AI has become one of the most hyped technologies in recent memory, but a lot of that excitement is starting to feel disconnected from reality. Every company now wants to be seen as an AI company, and every investor pitch somehow includes it. The tools themselves are impressive. ChatGPT, Claude, and similar systems can write, code, summarize, and automate tasks that used to take hours. For many people, that first experience creates a real sense that something big has changed. And something has. But the expectations being built on top of it are starting to go much further than what the technology can realistically support.
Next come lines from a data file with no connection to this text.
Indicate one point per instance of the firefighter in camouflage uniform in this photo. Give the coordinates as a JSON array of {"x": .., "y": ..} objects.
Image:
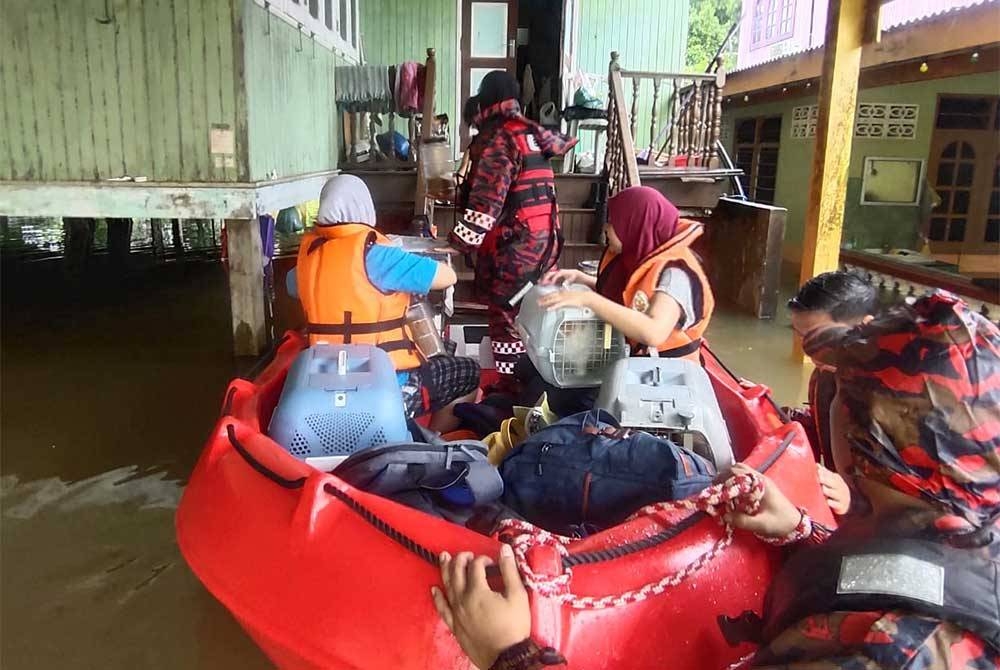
[{"x": 508, "y": 214}]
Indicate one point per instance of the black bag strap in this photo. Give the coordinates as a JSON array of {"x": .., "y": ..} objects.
[{"x": 928, "y": 577}]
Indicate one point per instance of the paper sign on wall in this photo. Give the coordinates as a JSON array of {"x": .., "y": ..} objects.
[{"x": 222, "y": 145}]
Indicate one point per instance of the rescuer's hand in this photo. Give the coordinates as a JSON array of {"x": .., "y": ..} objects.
[
  {"x": 777, "y": 516},
  {"x": 484, "y": 622}
]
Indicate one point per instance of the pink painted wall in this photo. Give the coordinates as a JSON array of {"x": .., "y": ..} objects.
[
  {"x": 810, "y": 21},
  {"x": 810, "y": 24}
]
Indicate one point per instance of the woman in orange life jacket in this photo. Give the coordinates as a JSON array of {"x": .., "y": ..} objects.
[
  {"x": 355, "y": 287},
  {"x": 651, "y": 287}
]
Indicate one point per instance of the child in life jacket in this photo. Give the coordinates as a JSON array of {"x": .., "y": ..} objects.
[
  {"x": 356, "y": 288},
  {"x": 650, "y": 286},
  {"x": 509, "y": 217},
  {"x": 909, "y": 582}
]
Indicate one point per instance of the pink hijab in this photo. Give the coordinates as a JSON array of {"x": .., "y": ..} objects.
[{"x": 644, "y": 220}]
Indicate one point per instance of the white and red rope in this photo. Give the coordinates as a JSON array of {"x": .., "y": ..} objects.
[{"x": 742, "y": 493}]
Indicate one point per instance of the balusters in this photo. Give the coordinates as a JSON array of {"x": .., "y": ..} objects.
[
  {"x": 692, "y": 139},
  {"x": 390, "y": 131},
  {"x": 704, "y": 112},
  {"x": 675, "y": 123},
  {"x": 713, "y": 152},
  {"x": 652, "y": 121},
  {"x": 635, "y": 109}
]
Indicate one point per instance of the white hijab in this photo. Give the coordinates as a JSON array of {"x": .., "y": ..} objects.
[{"x": 345, "y": 199}]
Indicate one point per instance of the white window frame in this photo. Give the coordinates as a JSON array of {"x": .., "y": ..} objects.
[
  {"x": 921, "y": 176},
  {"x": 313, "y": 28}
]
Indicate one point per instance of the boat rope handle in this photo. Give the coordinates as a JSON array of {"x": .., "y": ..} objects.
[{"x": 742, "y": 492}]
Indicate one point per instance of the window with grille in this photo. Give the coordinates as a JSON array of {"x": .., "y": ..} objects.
[
  {"x": 757, "y": 144},
  {"x": 966, "y": 113},
  {"x": 956, "y": 173},
  {"x": 773, "y": 21}
]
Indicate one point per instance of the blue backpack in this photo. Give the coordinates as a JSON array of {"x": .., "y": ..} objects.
[{"x": 586, "y": 473}]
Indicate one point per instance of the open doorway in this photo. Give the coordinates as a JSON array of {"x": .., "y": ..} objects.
[{"x": 531, "y": 39}]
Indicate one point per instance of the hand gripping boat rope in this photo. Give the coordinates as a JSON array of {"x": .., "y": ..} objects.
[{"x": 741, "y": 493}]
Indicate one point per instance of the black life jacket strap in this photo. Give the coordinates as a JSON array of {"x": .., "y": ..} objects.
[{"x": 349, "y": 327}]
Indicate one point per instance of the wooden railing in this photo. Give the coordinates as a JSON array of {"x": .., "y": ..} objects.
[
  {"x": 899, "y": 281},
  {"x": 362, "y": 126},
  {"x": 687, "y": 137}
]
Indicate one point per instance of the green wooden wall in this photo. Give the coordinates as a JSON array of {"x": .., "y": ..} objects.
[
  {"x": 865, "y": 226},
  {"x": 650, "y": 34},
  {"x": 393, "y": 31},
  {"x": 292, "y": 122},
  {"x": 89, "y": 101}
]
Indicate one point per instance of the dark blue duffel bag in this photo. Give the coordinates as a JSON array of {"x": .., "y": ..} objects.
[{"x": 586, "y": 473}]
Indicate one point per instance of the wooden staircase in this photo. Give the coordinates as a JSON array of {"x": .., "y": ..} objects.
[{"x": 743, "y": 244}]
Look at Microsoft. It has invested heavily in AI through partnerships, infrastructure, and integration across products like Office and Azure. On paper, this looks like a perfect position. But the real question is not whether Microsoft is “using AI correctly.” The real question is whether the massive spending on data centers, compute, and model access will generate returns that justify the cost. AI is not cheap to run. Every query processed through a large model consumes compute, electricity, and hardware resources. If usage keeps scaling, costs scale with it. The assumption that more usage automatically leads to more profit is not guaranteed.
Now compare that with Uber. AI can improve Uber’s system in practical ways like route optimization, pricing efficiency, and customer support automation. But it does not solve Uber’s real problems. It does not change regulatory pressure in different countries. It does not fix the tension between drivers and pricing models. It does not guarantee long term profitability. Uber is a good reminder that adding AI into a business improves efficiency, but it does not transform the underlying economics of the company.
The same reality shows up in smaller AI driven companies working with models like Claude from Anthropic. Some products saw rapid adoption because users loved the experience. But when usage scaled, the cost structure became painful. Every interaction with a model costs money, and when pricing does not match usage intensity, companies can lose large amounts very quickly. In other words, a product can look like a success from the outside, while quietly burning cash underneath. High usage is not the same as a sustainable business.
This is where the AI narrative starts to feel overhyped. People often talk as if AI will replace entire professions quickly, but in practice it is mostly acting as a productivity tool. Lawyers use it to draft and research faster, programmers use it to write code faster, and analysts use it to process information faster. But it still makes mistakes, misreads context, and produces incorrect outputs with confidence. So instead of replacing professionals, it is currently accelerating them while still depending on human oversight. The gap between “useful assistant” and “full replacement” is still large, and ignoring that gap is where expectations start to drift away from reality.